Ci portano via quanto abbiamo di più prezioso, il nome e il destino scritto nel vento.
Rubano senza ritegno la nostra sabbia di savana e di deserto che si accatasta con pazienza in ogni angolo incustodito della città.
Rubano quanto le viscere della nostra terra hanno generato e custodito nei secoli e millenni passati.
Estratto in fretta lasciando tracce contaminate di uranio, impronte di petrolio e miniere d’oro che finisce altrove nelle gioiellerie o in lingotti per le riserve delle monete.
Ci derubano dei sentieri che gli antenati hanno camminato e dei proverbi che hanno trasmesso.
Rapinano soggetti idonei per intervistare, prendere appunti, confezionare articoli, produrre dati, film e documentari sui migranti e i bambini di strada. Espropriano saperi e sottraggono ai guaritori antichi rimedi contro le malattie dello spirito.
Prendono senza poi rimborsare le danze e ritmi che la vita ha ricamato nelle nostre carni vendute ai mercanti di uomini.
Arrivano per derubarci delle frontiere che hanno loro stessi create. Ci portano via la dignità che è quanto di più prezioso vorremmo insegnare nelle nostre scuole chiuse.
Rubano la giustizia che distribuiva a tutti il necessario e la sostituiscono con l’accumulazione che divide i mondi con muri e fili spinati.
Ci rubano il tempo che mai abbiamo messo da parte nei calendari o nelle banche e lo trasformano in denaro contante da investire nelle azioni delle multinazionali.
Rapinano alberi, foreste, fiumi e paesaggi per la grande trasformazione del creato in mercanzia da commerciare.
Rapinano i giovani del futuro che immaginano differente da quello che si vorrebbe loro imporre confinandoli, perché poveri, dove le politiche di sviluppo li designano.
Espropriano senza compensazione il mistero che della vita costituisce l’identità principale e impongono di misurare tutto con l’apparenza e il profitto.
Prendono e portano via le stelle per sostituirle con pannelli solari e carnevali di militari e droni armati.
Arrivano per derubarci del Dio che per tanto tempo ci aveva guidato e accompagnato. Lo hanno sostituito col denaro, il potere, la dominazione e lo sfruttamento dei deboli.
Portano via i migliori di noi per arruolarli come mano d’opera a buon mercato e mettono sulle loro strade le nostre donne e riducono i loro corpi a oggetti vendibili.
Rubano le spiaggie, i tramonti e riducono le dune a scenari per le rassegne cinematografiche di cui sono specialisti ed esportatori.
Rapinano opere d’arte che, svuotate dei riti e dei soffi vitali, giacciono solitarie e perdute nei musei che hanno convertito in templi.
Espropriano con arroganza stili e forme di vita pensando di sostituirli con le biopolitiche necrofile di cui nutrono le loro democrazie.
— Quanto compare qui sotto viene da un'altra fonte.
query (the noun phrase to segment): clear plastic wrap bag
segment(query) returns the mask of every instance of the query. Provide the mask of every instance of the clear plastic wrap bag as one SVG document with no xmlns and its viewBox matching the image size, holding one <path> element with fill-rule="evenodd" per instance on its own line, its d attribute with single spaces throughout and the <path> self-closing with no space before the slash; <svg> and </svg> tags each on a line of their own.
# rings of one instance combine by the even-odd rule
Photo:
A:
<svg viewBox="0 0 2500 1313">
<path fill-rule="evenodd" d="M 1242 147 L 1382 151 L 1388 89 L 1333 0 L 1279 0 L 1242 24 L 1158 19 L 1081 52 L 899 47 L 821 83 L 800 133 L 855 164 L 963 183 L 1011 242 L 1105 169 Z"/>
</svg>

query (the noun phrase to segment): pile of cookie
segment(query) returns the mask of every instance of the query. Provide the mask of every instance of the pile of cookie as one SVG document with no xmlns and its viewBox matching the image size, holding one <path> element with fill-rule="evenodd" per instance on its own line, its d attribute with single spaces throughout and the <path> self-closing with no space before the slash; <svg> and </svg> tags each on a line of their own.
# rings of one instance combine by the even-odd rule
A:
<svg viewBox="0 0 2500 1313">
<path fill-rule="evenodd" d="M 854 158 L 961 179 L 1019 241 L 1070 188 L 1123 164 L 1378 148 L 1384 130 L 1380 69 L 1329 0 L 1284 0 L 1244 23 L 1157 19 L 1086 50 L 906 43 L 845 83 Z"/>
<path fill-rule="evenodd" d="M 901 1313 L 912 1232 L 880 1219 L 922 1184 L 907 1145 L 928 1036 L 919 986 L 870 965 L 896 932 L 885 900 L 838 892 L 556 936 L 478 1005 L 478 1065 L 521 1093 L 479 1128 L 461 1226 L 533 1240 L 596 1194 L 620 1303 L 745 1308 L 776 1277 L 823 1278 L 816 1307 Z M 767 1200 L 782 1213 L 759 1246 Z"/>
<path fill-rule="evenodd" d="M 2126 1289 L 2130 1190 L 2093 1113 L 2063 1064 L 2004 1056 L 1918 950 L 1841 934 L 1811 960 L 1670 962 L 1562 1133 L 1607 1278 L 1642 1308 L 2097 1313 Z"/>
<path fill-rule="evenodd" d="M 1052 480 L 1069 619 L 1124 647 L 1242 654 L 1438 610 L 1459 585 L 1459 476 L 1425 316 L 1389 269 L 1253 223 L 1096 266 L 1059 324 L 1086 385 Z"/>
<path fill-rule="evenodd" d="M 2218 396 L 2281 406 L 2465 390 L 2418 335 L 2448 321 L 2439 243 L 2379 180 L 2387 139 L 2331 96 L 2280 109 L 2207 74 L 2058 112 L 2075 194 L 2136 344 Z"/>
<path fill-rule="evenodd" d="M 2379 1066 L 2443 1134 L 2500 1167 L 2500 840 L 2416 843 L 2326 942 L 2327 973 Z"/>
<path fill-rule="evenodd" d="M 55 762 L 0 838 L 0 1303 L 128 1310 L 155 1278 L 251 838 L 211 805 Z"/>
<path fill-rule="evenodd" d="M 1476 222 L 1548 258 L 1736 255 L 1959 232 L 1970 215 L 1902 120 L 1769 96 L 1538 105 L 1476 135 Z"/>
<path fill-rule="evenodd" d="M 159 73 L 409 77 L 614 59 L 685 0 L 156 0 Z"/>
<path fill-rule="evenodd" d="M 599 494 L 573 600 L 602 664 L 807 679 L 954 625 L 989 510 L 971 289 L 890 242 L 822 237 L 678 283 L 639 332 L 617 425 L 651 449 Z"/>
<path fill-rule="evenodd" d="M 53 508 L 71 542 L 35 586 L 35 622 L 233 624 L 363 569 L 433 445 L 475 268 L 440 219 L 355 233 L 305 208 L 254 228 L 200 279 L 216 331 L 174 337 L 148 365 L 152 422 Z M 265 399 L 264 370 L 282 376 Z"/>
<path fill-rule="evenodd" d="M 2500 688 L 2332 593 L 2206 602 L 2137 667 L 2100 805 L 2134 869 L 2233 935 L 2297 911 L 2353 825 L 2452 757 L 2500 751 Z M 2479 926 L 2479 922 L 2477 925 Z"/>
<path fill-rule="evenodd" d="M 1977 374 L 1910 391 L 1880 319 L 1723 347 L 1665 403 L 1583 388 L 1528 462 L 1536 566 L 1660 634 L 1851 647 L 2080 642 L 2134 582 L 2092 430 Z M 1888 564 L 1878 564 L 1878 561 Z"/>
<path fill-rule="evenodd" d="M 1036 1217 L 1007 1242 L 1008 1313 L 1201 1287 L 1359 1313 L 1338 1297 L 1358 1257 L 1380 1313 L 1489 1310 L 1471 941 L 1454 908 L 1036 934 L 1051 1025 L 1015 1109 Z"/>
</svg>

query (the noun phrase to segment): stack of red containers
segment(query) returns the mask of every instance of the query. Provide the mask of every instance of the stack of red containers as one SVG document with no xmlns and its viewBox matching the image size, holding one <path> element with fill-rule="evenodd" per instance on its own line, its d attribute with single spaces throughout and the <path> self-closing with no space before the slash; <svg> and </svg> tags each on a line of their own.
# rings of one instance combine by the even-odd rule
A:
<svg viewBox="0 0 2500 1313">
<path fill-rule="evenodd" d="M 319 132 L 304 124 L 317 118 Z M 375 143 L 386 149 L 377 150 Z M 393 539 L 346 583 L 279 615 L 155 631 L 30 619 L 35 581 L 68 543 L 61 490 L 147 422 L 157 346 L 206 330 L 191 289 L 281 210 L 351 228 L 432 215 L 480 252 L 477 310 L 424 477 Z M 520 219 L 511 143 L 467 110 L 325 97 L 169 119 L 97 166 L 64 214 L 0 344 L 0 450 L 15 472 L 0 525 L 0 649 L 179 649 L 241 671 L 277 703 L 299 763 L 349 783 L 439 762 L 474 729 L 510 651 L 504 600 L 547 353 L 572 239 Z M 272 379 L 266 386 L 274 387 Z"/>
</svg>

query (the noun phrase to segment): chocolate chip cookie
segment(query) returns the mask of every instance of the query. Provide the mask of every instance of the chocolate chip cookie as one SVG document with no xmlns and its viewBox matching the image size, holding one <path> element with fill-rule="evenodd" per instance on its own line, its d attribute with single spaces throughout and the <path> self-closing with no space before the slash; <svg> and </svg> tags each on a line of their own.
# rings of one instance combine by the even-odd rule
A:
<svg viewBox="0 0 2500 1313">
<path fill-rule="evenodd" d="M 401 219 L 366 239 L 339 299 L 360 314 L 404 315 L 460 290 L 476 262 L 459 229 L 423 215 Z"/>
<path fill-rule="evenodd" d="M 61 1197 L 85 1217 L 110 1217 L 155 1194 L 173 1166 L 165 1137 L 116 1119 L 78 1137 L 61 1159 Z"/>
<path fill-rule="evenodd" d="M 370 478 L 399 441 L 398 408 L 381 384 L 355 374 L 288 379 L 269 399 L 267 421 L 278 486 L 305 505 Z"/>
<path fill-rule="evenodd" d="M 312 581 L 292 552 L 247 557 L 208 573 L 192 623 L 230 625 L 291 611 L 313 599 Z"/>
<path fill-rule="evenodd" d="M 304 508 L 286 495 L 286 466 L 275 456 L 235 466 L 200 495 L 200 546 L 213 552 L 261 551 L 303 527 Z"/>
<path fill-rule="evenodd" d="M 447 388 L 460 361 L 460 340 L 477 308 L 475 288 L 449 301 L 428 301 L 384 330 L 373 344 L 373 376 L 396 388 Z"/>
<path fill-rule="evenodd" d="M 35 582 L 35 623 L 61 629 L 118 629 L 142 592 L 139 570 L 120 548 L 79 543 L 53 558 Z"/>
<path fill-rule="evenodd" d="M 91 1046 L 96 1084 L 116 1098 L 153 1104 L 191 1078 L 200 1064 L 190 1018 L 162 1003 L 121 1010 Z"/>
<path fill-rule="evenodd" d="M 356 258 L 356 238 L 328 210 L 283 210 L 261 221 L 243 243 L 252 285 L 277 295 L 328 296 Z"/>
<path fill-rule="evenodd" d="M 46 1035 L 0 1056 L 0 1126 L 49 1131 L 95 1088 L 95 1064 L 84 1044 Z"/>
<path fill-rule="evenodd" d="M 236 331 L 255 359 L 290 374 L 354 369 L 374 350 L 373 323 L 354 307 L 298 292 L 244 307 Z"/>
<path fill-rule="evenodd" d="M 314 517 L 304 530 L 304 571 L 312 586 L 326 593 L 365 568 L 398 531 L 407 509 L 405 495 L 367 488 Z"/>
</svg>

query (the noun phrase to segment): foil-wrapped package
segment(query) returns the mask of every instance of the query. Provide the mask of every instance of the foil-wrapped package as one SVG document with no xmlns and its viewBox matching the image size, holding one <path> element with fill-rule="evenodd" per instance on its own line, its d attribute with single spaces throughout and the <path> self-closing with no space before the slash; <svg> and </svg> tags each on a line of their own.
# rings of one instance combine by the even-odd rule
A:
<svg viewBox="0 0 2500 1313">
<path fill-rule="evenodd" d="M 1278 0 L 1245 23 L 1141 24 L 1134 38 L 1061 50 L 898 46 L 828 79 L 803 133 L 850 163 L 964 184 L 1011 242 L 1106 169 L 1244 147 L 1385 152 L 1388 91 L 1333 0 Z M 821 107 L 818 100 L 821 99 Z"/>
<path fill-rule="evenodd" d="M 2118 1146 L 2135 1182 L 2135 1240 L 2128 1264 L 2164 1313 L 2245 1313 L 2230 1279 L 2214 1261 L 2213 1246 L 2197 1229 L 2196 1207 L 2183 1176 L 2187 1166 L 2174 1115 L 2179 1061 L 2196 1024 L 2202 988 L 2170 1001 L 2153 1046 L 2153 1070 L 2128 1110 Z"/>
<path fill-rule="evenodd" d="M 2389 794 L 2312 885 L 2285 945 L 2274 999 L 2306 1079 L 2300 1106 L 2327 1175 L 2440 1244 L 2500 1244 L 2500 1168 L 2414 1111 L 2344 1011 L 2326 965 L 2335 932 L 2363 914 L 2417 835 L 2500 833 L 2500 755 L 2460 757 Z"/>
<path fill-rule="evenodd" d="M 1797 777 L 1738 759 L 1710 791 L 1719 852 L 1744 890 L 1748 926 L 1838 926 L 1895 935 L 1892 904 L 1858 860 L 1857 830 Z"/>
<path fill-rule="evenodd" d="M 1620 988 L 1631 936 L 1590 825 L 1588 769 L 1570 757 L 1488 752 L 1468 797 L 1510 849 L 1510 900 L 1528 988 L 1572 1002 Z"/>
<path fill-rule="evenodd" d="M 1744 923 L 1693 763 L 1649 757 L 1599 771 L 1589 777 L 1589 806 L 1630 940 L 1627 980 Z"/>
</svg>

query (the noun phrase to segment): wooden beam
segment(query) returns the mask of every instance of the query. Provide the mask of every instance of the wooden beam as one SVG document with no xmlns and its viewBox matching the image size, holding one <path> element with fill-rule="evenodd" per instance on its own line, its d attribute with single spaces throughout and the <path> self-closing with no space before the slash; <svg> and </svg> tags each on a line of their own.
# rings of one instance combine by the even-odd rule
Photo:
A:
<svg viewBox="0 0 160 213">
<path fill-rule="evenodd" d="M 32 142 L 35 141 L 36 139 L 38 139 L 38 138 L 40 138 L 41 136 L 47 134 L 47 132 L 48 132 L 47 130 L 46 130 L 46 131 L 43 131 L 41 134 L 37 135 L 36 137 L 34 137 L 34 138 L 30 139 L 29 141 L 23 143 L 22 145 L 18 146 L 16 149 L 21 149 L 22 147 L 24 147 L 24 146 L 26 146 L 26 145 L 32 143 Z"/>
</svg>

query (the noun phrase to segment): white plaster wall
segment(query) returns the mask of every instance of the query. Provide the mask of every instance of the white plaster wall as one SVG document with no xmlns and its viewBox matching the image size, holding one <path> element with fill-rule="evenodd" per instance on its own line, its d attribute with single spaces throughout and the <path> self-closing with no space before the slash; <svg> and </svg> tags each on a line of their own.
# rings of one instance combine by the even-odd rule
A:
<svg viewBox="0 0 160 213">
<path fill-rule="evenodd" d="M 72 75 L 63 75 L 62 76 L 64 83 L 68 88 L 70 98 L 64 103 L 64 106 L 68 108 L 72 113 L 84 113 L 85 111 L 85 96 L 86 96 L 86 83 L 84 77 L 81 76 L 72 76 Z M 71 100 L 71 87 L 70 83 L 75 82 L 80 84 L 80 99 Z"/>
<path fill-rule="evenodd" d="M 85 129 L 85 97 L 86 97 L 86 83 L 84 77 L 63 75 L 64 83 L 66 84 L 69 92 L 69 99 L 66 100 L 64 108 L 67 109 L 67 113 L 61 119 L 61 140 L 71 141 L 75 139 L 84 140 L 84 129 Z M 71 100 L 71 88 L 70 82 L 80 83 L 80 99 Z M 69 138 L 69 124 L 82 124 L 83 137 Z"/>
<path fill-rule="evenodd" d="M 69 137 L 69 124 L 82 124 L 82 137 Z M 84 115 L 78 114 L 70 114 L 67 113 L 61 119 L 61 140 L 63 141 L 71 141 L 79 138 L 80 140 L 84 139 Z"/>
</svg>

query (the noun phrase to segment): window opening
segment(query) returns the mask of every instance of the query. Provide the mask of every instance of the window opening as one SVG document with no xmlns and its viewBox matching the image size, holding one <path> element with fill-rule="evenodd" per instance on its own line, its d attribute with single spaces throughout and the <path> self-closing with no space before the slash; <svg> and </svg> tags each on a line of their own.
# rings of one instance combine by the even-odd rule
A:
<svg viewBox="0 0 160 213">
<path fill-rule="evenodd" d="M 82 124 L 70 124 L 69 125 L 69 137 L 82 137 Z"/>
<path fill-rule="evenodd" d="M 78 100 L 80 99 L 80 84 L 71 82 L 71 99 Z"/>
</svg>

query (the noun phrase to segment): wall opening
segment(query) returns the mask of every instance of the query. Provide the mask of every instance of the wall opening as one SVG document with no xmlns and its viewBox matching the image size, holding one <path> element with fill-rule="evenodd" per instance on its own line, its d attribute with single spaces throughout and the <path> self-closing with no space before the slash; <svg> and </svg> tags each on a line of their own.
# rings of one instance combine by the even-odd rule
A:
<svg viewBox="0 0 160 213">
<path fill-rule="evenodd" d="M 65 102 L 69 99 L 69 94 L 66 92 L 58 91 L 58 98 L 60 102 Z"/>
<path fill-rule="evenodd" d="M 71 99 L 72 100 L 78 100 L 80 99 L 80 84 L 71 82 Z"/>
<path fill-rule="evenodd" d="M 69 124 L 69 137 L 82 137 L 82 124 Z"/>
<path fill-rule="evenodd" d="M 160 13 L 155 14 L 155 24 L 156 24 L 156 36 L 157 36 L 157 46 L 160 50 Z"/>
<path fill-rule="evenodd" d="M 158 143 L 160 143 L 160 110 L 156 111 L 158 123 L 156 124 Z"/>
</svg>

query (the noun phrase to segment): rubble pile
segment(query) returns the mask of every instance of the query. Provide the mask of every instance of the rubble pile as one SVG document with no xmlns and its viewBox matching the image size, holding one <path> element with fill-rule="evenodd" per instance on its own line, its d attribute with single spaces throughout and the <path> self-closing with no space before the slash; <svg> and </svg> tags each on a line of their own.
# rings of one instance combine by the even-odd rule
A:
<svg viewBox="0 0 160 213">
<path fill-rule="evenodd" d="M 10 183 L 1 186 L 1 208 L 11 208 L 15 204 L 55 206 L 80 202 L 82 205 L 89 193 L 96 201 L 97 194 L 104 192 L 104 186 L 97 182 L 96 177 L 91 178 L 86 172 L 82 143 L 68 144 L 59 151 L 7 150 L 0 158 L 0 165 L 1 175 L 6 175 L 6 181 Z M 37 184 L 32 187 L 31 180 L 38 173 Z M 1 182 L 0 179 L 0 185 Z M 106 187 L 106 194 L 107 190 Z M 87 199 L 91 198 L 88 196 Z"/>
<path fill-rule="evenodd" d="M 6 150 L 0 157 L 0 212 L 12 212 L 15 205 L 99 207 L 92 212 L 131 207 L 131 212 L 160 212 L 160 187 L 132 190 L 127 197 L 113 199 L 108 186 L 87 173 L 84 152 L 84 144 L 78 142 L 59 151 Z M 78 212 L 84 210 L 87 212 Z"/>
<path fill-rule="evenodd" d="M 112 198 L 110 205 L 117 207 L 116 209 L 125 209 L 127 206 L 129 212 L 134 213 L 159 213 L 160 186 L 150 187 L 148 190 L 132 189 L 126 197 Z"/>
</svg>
Impongono attori umanitari che rubano la creativa povertà che mai è stata monetizzata per classificare i nostri Paesi secondo i dollari consumati al giorno. Prendono le nostre maschere che sono il ponte con l’invisibile, per nascondere il vuoto che gli schermi televisivi cercano inutilmente di colmare.
Arrivano per derubarci la libertà di andare lontano per scoprire quanto tutto è vicino.
Portano via il sapore delle cose fatte a mano e le sostituiscono con artefatti di plastica da buttare.
Hanno usato la nostra terra come una pattumiera e una discarica di quanto non erano in grado di eliminare.
Continuano a razziare tanti di noi per farne gli schiavi dell’epoca contemporanea.
Hanno pazientemente protetto, scelto e formato i politici del posto perché, come loro, diventassero ladri del popolo. Questi hanno imparato bene la lezione e con paziente determinazione mettono in pratica gli insegnamenti ricevuti. Rubano quanto non è di loro proprietà e dimenticano che la politica è la difesa dei diritti dei poveri.
Derubano le casse dei beni comuni e mettono i loro capitali nei conti sicuri dei paradisi fiscali.
Espropriano coloro che avrebbero dovuto servire e prendono in ostaggio gli anni di permanenza al potere.
Per tutti i ladri del Sahel sarà forse tardi accorgersi che da questa sabbia saranno sepolti: unico silenzioso testimone il vento.